It has come to light that the government-backed Japan Finance Corp. (JFC) gave "special treatment" to loan applications mediated by politicians and their secretaries for the special loans offered as part of coronavirus countermeasures.

    The trial of Kiyohiko Toyama, a former lawmaker for junior ruling coalition party Komeito, has begun over accusations his involvement in the loans violated the Money Lending Business Act. He has admitted to the charges that he facilitated loans despite not being a registered moneylender.

    He is accused of taking some 10 million yen (about $86,400) in "thank-you money" from individuals wishing to obtain the loans, and of using the funds to purchase investment trusts and for his daily spending.
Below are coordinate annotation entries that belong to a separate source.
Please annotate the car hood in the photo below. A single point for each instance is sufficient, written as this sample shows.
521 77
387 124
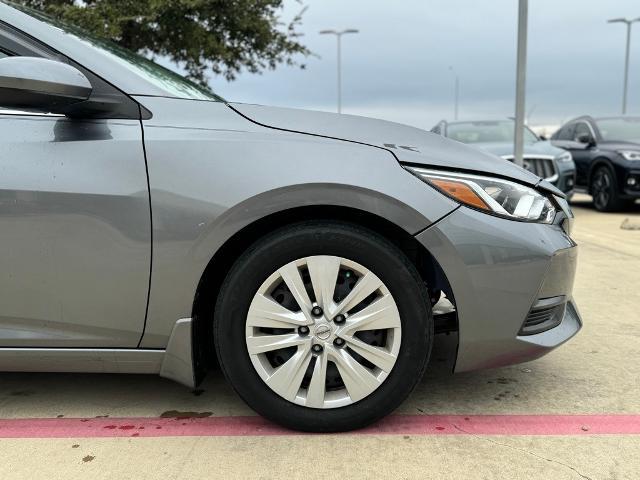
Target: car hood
506 148
408 144
616 145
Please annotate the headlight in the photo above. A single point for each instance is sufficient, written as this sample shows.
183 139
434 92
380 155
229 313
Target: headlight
564 157
491 195
630 154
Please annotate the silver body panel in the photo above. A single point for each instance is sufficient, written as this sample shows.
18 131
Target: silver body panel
107 227
75 232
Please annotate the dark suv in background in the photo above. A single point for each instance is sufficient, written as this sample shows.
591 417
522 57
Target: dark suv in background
496 136
607 156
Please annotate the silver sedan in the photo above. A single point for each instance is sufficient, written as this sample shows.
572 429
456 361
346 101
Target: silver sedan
147 225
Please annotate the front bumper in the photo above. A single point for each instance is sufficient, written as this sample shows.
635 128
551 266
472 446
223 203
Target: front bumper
498 271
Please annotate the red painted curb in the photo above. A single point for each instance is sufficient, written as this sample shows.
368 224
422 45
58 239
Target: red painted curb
257 426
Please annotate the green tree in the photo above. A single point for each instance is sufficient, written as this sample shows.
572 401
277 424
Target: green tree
221 36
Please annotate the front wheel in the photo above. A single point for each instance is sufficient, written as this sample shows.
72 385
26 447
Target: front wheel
323 327
604 191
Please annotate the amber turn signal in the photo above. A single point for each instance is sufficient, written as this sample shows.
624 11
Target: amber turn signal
460 191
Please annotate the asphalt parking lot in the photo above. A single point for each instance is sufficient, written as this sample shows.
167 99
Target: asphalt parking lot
596 374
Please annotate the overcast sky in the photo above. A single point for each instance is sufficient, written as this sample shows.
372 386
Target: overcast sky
397 67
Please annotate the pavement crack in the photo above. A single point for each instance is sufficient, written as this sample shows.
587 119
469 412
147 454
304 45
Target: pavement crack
523 450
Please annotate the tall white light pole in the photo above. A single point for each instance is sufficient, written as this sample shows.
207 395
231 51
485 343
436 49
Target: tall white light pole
338 35
628 22
521 77
456 93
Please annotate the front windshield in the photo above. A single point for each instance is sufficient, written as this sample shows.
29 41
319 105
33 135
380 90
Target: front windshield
487 132
169 81
620 129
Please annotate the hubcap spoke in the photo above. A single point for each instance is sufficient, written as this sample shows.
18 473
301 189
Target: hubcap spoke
316 392
365 286
358 381
376 355
323 271
292 278
286 380
268 313
268 343
382 313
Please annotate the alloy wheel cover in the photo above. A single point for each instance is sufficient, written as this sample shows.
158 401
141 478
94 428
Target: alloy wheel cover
328 360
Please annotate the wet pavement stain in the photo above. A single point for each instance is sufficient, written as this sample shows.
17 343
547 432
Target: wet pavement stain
22 393
181 415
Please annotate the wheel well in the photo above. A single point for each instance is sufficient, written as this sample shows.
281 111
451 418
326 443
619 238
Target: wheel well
221 263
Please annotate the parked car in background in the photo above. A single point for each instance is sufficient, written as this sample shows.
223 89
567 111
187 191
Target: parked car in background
149 225
606 152
496 136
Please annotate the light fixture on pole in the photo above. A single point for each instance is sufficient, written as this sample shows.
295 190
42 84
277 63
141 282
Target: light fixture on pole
338 35
628 23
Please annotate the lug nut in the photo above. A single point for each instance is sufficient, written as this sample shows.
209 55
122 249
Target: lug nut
339 319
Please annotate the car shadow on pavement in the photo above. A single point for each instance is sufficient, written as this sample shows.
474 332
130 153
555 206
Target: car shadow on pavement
51 395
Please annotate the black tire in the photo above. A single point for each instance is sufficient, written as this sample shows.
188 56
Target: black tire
604 190
323 238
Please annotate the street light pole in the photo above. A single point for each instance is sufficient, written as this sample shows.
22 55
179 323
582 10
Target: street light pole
628 23
456 93
521 76
338 35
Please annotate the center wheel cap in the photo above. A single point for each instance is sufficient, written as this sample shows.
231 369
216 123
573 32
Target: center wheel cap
322 331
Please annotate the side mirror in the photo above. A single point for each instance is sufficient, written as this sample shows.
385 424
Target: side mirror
585 139
41 85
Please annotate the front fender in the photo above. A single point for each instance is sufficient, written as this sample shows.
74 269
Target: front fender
209 182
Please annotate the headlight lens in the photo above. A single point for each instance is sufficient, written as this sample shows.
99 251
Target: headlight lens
491 195
630 154
564 157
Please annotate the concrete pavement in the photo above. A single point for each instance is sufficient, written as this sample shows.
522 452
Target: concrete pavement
596 373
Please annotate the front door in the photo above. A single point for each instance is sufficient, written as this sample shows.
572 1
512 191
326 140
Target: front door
75 231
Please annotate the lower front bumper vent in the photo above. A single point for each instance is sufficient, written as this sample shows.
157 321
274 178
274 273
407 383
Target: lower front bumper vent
544 315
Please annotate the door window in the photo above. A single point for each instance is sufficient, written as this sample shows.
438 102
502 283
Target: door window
581 130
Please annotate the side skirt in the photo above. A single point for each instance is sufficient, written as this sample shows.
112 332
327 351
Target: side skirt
173 363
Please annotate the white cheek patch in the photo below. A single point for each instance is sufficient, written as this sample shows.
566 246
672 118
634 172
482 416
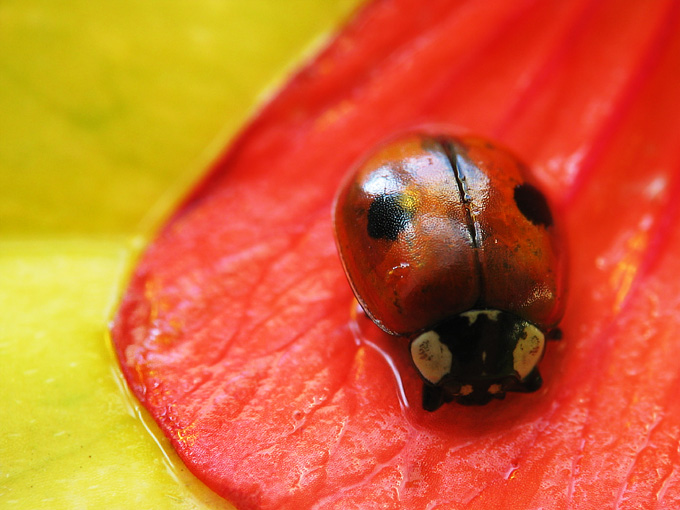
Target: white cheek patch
528 351
473 314
431 357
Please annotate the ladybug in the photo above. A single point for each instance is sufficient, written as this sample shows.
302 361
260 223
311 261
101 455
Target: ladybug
447 242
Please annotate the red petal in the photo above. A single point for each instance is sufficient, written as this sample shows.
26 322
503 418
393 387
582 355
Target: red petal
238 331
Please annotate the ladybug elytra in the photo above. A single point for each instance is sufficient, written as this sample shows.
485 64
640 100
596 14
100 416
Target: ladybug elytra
446 241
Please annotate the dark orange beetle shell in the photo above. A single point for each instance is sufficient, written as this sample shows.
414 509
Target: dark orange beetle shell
436 232
430 226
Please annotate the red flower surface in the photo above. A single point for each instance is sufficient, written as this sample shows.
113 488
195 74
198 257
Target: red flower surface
239 334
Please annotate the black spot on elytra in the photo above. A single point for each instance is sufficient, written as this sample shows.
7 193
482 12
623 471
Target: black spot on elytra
387 217
533 205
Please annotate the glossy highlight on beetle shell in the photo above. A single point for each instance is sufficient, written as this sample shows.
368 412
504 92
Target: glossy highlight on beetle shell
432 227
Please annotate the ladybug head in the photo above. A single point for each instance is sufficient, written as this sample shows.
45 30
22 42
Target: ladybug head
477 356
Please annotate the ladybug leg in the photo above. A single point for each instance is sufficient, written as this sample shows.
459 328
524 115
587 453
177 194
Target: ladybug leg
434 397
554 334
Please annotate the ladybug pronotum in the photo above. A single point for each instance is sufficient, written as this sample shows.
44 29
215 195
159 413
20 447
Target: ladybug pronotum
447 242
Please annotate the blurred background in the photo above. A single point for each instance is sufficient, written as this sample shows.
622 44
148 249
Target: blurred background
109 111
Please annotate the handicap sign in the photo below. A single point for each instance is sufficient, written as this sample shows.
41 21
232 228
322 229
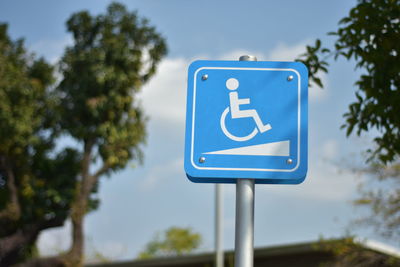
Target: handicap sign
246 119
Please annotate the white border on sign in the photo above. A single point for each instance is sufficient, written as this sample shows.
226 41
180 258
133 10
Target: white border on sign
245 169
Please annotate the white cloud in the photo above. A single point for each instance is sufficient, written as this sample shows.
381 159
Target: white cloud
164 97
159 173
330 149
284 52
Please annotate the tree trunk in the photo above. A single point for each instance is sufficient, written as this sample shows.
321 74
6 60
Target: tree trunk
11 246
79 208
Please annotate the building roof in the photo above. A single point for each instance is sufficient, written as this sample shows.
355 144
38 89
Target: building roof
301 254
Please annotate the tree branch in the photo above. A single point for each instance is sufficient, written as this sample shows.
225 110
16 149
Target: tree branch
13 210
10 246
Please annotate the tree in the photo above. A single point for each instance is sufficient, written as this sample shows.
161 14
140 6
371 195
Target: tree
174 241
113 55
34 193
369 36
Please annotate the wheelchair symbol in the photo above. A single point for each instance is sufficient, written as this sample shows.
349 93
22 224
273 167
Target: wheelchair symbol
234 108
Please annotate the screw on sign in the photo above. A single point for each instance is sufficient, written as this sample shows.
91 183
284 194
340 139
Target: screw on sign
246 123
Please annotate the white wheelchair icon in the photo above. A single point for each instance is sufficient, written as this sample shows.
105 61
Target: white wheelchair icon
234 109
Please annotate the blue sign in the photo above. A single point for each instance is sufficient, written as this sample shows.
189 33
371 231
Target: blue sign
246 119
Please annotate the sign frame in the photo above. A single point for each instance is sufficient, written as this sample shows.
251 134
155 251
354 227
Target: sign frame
297 72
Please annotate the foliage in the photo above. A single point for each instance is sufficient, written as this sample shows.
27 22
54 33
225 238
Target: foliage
173 242
370 37
113 55
36 182
350 253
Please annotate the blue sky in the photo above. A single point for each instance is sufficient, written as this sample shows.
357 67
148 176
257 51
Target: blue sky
138 202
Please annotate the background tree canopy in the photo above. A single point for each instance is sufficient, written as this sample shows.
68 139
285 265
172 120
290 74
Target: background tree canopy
112 56
174 241
34 193
369 37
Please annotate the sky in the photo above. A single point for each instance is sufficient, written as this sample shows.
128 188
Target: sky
140 201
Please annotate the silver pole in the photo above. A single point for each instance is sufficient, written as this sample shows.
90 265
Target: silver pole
244 228
219 234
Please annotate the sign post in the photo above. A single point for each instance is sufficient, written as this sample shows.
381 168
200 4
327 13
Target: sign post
246 123
244 224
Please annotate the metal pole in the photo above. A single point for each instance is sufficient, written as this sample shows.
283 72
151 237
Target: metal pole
244 234
244 228
219 234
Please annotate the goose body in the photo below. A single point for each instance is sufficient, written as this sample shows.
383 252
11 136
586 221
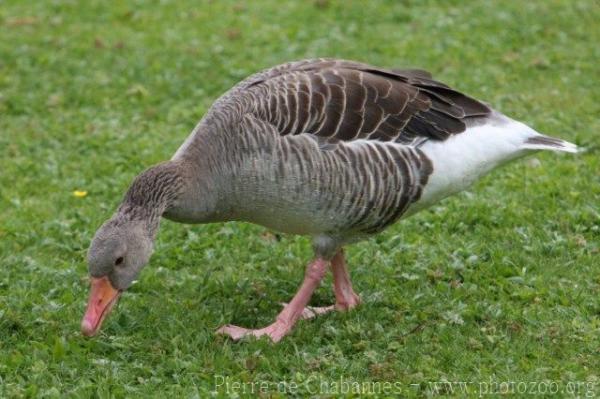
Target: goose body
332 149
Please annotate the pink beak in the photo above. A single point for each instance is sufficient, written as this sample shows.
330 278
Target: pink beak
103 296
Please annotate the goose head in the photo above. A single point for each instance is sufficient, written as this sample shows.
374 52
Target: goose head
119 250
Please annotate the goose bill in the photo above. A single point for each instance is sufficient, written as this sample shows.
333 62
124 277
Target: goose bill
103 296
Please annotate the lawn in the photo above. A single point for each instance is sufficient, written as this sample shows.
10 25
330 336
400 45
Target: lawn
498 285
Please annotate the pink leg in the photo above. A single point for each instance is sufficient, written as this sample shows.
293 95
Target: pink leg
345 298
290 313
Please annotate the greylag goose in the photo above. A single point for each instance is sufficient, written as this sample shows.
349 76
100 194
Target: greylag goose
335 150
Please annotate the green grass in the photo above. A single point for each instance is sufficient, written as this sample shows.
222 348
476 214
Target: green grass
498 284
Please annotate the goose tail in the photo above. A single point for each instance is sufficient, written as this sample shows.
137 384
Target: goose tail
542 142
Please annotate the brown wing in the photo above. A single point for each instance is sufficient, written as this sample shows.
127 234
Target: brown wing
343 100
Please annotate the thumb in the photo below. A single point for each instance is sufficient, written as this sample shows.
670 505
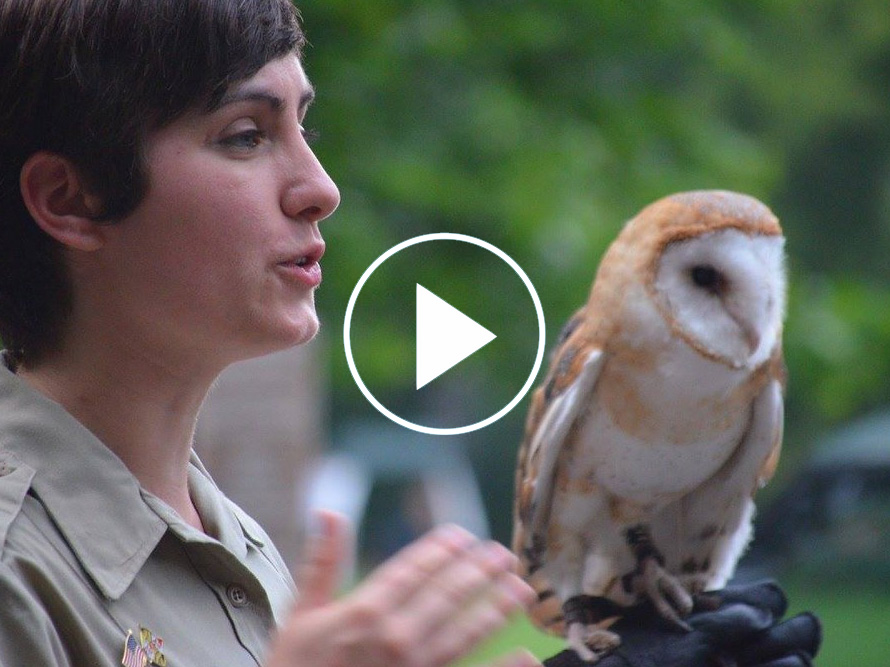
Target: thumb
320 574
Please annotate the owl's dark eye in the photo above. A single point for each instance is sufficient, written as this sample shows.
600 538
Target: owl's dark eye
707 277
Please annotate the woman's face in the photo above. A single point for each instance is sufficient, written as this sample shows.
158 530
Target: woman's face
222 255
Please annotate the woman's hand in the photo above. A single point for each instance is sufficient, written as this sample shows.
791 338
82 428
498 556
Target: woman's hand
429 605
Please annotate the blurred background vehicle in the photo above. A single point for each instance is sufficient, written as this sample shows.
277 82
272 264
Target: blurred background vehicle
826 537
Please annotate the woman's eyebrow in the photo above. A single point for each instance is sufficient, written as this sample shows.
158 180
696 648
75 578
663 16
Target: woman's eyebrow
274 101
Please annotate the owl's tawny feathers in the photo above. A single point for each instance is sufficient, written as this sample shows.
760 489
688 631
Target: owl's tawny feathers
659 417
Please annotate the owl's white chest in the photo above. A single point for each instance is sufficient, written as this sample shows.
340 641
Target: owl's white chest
656 430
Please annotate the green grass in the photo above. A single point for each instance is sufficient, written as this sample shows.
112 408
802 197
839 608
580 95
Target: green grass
855 620
519 633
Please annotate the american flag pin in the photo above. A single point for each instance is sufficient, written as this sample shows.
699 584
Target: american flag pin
143 650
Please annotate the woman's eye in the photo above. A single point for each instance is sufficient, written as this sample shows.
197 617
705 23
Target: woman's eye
244 140
309 135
    In their opening statement, prosecutors asserted that the JFC dealt with the loans they were approached for entirely at its main office, and that the loan applications were handled differently from ordinary ones.

    JFC branches covering relevant areas were reportedly instructed to assign the cases to higher-ranking staff than would normally be the case. Officials in charge quickly met with the loan-seekers, and gave them advice. The loan decisions were apparently first conveyed to the lawmaker and his secretaries.

    In court, the prosecution read out an interrogation transcript in which a JFC employee stated, "We worked to ensure the lawmaker's cases proceeded smoothly."

    The JFC is an entirely government-owned financial institution. In addition to supporting small and mid-sized businesses and agriculture, forestry and fisheries enterprises, it also supports people's livelihoods during emergencies such as disasters and epidemics.

    It is precisely because of this that we call for a much stricter equality of access.

    If certain criteria are fulfilled, applicants can receive unsecured, interest-free loans. Many firms and self-employed workers have struggled with their finances in the coronavirus crisis, leading to many applying for the loans and an often-delayed process to receive them.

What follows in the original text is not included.